The output of the work will be a web based tool, for use by the child support and hotline agency, enabling them to identify deeper hidden patterns within and across their information in relation to CSAM production. This output tool offers the opportunity to scale up: throughout the EU and beyond, child support and hotline agencies exist, opening the opportunity for the NLight tool to be used by other countries. The design of the tool includes the concept of forward engineering such that data storage and uploading can be easily expanded to other jurisdictions.
Many AI based efforts are already being applied by technology companies, in an attempt to moderate the scale of abusive content uploaded to their platforms. While these apply AI techniques, the efforts are addressing content after it has been created and uploaded. It also does not apply to the dark web. The novelty of NLight lies in its collaboration on expertise and data with victim and hotline agencies in the field – combined with the latest state of the art AI expertise in NLP and machine learning applied via Adapt researchers.
The outputs of the project will be a usable tool for generating CSAE knowledge: Identifying specifics of how children are being targeted and information shared. The impact of the project will be achieved via acting upon that knowledge via stakeholders: Government in education and law enforcement, parents, children, general public. The project partnership facilitates this: both the ISPCC and Hotline feed into child and online safety directives. In addition, NLight has an advisory panel covering the child related agencies, internet safety authorities and law enforcement. This network will be used for policy statements on child education and online safety policy. Finally, the Adapt research group hosts an extensive range of outreach and engagement activities that will be used to promote both Nlight and its CSAM findings for education of the research community and the general public.
Additional Information:
Many efforts have and continue to be made in academia and beyond on applying AI to detecting child sexual abuse and exploitation content. Gaining impact and traction from these efforts is very difficult. Data privacy makes it difficult for academia to acquire large labelled social media datasets for model creation and evaluation. In parallel, the big-tech social media companies have huge budgets to drive developments in the field of AI for content moderation and content analysis – with leading NLP language models emerging from Google, Microsoft and Facebook/Meta. These developments, while encouraging, can only be evaluated and applied at scale by the social media companies themselves, as they control their own content.

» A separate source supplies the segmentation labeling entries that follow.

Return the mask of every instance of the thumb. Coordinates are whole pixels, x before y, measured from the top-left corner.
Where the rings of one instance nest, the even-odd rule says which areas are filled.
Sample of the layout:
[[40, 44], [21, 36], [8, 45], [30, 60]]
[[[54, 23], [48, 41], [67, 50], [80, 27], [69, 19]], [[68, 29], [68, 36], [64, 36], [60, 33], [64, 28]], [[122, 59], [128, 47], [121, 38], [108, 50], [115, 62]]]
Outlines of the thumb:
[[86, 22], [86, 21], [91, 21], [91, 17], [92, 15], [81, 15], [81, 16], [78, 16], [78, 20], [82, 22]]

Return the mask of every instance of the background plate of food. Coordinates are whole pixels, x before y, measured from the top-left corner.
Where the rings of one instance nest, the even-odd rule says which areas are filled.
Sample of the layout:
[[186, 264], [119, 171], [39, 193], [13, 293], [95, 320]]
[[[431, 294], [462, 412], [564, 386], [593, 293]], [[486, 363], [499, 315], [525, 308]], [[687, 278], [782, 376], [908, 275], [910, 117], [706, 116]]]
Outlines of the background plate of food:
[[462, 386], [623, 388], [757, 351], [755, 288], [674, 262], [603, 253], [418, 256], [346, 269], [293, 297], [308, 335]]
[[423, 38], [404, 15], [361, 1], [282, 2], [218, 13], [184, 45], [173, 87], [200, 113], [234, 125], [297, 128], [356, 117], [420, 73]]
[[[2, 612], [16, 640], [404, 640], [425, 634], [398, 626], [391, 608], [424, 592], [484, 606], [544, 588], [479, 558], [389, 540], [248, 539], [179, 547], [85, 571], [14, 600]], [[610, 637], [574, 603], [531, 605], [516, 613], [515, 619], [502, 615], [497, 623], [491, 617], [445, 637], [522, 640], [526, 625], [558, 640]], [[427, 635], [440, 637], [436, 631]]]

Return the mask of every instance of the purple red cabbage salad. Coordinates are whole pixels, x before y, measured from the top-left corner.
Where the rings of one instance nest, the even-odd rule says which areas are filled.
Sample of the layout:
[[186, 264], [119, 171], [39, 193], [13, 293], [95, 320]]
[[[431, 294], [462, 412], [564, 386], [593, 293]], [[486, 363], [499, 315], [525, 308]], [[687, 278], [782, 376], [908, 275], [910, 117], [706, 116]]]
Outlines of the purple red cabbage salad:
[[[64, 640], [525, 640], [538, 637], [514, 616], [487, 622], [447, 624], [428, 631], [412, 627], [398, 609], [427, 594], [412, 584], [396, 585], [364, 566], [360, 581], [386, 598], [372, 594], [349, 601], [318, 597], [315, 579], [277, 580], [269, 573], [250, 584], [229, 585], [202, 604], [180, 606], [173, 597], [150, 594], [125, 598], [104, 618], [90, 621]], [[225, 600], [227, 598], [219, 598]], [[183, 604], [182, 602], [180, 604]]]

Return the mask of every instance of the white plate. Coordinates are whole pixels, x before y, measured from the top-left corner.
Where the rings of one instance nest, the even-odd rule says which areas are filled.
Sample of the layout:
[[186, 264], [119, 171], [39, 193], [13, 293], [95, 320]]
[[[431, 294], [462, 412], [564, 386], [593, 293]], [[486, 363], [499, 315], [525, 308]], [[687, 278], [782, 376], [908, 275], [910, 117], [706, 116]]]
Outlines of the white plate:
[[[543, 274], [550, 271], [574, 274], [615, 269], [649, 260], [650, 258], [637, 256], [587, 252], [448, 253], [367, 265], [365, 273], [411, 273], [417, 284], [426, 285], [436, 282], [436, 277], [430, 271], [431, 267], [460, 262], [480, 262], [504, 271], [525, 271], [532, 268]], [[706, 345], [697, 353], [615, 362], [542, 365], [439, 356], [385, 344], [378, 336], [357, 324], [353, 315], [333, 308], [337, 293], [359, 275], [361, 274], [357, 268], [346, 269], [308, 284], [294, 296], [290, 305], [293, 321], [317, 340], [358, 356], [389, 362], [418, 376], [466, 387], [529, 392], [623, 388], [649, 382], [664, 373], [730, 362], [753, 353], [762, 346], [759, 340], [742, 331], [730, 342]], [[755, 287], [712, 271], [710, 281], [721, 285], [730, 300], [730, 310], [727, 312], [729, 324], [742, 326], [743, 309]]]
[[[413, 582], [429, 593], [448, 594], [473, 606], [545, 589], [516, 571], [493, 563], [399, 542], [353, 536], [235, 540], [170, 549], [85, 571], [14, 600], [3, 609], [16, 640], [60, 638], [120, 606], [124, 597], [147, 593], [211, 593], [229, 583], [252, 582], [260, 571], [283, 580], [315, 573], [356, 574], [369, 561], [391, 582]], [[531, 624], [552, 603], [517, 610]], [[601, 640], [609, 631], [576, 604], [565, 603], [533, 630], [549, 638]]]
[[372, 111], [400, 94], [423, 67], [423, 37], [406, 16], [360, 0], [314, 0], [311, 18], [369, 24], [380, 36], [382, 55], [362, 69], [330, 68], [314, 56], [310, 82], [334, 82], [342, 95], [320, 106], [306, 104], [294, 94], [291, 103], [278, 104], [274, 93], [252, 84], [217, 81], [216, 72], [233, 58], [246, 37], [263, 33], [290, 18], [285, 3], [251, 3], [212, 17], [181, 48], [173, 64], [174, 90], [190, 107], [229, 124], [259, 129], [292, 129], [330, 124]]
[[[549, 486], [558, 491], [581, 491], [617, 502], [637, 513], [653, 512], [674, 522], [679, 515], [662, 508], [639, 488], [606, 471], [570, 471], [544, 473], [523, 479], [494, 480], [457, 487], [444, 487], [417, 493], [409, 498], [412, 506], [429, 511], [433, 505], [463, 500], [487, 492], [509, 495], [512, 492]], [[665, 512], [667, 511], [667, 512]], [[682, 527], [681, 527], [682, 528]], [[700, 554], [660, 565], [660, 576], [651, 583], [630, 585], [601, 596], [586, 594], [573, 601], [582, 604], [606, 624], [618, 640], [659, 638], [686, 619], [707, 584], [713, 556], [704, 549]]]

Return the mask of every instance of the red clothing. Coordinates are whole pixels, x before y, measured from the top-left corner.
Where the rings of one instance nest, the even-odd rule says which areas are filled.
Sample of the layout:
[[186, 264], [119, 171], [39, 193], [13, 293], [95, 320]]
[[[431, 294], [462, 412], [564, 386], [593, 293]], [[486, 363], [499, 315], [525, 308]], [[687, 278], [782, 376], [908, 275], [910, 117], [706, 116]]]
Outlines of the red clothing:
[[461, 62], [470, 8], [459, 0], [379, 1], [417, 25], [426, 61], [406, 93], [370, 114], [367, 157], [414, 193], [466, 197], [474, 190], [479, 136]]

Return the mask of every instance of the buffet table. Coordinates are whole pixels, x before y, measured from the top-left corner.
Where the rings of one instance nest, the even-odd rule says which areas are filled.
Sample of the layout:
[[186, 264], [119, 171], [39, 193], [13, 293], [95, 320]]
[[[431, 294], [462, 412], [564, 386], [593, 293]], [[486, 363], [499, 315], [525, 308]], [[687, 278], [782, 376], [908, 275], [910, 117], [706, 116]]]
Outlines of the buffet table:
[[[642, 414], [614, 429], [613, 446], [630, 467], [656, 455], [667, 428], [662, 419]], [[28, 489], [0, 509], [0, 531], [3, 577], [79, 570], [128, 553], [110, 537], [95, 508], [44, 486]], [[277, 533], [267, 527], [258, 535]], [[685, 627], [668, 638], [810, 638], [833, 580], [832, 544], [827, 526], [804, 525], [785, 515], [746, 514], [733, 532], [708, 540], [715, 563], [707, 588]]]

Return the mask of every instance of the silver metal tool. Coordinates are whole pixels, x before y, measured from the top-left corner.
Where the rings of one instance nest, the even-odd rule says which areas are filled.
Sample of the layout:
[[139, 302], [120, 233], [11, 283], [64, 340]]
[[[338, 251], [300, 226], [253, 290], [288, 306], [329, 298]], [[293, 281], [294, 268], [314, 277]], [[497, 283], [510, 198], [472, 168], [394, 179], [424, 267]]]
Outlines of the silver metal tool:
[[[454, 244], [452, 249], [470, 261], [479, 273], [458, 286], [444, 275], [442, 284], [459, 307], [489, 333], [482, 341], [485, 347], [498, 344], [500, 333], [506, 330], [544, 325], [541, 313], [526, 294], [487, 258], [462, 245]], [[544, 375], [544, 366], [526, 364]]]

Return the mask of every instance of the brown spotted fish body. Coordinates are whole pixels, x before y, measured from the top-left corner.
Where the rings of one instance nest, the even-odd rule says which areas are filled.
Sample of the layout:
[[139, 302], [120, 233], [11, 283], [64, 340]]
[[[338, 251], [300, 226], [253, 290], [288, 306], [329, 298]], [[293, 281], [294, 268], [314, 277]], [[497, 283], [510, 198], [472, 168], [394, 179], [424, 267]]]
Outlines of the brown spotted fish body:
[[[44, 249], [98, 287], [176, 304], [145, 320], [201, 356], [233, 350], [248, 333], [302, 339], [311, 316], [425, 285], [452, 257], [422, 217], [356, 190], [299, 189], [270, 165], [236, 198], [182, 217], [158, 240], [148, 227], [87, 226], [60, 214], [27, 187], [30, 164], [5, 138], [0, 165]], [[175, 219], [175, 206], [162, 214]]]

A key aspect of the NLight project is the effort made to work with real agencies in the field of CSAM – the ISPCC and Hotline. This is not an AI research for research sake – it is an example of applying state of the art AI in the domain of CSAM, where it is most needed: with agencies who would otherwise have limited mechanisms to access the level of AI expertise needed to analyse their own data at scale – and thus discover patterns of abuser and victim behaviours so that they can influence the stakeholders who matter – Government departments, law enforcement media and the general public.
The collaborations in this case, and in general, require a large investment of time and expertise. But they help to bridge the gap between academics and practitioners – this is always a challenge, but for applied AI, it is an essential one to address.
The NLIght project commenced in January 2022 and is due to complete in July 2023.